Women around the country are taking off their tops on GoTopless Day, a day that promotes gender equality and women’s rights to bare their breasts in public.
GoTopless Day is celebrated annually on the Sunday closest to Women’s Equality Day, marking the day American women earned the right to vote.
A few dozen women, and some men, went topless yesterday as they walked down Broadway in New York City. The march was led by some women carrying a banner, followed by others in a convertible, with the top down, of course. Coming up at the end was a pair of giant inflatable breasts. Onlookers gawked and took photos as the parade participants went by.
The event in New York City was one of several planned for cities across the globe. Gatherings were planned in New Hampshire, Denver, Los Angeles and more.

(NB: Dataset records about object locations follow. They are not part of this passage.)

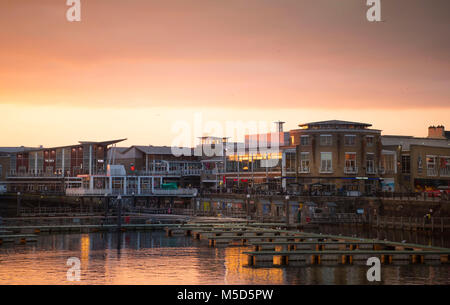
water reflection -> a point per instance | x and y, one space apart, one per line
153 258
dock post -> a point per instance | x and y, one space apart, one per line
119 213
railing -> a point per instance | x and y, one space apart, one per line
412 223
179 192
339 218
102 192
431 172
177 172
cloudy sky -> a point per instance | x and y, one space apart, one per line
135 68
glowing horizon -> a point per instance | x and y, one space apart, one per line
131 70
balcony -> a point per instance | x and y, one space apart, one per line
350 170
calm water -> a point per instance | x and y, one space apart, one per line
153 258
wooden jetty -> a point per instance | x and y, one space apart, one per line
17 238
278 247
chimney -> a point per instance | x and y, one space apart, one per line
436 132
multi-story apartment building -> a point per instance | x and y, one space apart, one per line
415 164
159 161
337 156
57 168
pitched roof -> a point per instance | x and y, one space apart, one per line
335 122
12 150
407 141
153 150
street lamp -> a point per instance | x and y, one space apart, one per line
287 210
18 203
248 205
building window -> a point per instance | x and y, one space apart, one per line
370 163
419 164
406 164
350 163
445 167
387 164
290 162
431 166
304 162
349 140
304 140
326 165
325 140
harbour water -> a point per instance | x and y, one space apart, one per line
153 258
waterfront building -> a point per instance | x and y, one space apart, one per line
337 157
258 164
438 132
415 164
54 169
138 160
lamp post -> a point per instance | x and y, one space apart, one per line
287 210
106 205
248 205
18 203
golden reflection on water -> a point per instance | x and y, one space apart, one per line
236 270
152 258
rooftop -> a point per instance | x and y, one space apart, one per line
335 122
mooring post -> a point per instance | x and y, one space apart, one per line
119 213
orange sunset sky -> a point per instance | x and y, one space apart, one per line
132 69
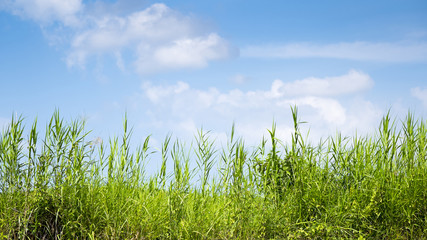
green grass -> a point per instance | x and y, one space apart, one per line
63 187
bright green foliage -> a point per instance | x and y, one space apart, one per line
62 186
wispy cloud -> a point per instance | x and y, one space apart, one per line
153 39
180 108
46 11
361 51
420 94
353 81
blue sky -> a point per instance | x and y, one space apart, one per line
175 66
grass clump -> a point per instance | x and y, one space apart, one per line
63 187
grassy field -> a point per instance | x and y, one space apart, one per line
60 186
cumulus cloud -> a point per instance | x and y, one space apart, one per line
420 94
361 51
180 108
352 82
153 39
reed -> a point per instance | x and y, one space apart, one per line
61 186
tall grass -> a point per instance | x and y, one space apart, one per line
62 186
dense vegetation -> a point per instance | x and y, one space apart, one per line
61 186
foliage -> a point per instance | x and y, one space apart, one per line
62 186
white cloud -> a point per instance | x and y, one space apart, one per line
420 94
153 39
352 82
182 53
361 51
158 37
46 11
182 109
239 79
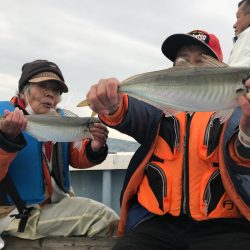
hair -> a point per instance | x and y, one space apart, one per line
246 7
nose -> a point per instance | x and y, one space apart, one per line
49 93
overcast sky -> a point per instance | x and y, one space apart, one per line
93 39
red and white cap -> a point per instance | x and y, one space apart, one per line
200 38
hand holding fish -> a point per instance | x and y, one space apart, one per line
244 102
13 124
103 97
100 135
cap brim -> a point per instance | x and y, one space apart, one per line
173 43
63 86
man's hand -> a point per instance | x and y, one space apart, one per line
103 97
244 102
13 124
100 135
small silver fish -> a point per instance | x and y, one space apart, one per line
58 129
185 87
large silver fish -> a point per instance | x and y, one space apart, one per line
213 87
57 128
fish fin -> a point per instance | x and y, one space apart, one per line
223 115
211 61
83 103
248 95
170 111
181 62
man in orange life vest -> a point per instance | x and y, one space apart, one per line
187 186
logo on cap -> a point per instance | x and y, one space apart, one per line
200 35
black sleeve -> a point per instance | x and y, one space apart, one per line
12 145
96 157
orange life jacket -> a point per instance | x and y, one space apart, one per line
186 178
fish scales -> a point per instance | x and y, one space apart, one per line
189 89
59 129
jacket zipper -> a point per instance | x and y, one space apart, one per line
185 167
207 192
207 134
163 177
177 133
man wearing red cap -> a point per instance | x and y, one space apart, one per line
173 195
240 54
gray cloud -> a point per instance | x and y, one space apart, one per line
92 39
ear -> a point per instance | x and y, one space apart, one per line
23 97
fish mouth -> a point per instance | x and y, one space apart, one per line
48 105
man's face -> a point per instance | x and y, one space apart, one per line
42 97
191 54
242 20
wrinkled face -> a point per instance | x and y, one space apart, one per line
42 97
242 20
191 54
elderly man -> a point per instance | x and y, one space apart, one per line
36 175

Nadine Gray, president of GoTopless, said she hopes the events will take away the shock and awe around seeing female breasts.
“In New York City, we are really celebrating our right to be freely topless without getting a ticket or going to jail for it. In other places, it will be more like a protest because the discrimination is still happening,” she said.
“This push for women to go topless in the 21st century is as strong as women wanting to vote in the 20th century. It may be sensual, but it’s not illegal to be sensual. This is not Saudi Arabia.”
It’s been legal to be bare-breasted in New York since 1992. The legality of women going topless varies by state. Kia Sinclair is an event organizer for GoTopless Day at Hampton Beach in New Hampshire.
“It’s in hopes to show people that it can be normal, that it’s really not a big deal and it’s not about getting attention or protesting,” she said.
Sinclair was also part of a group of women who last year helped beat back an effort to criminalize toplessness in the state.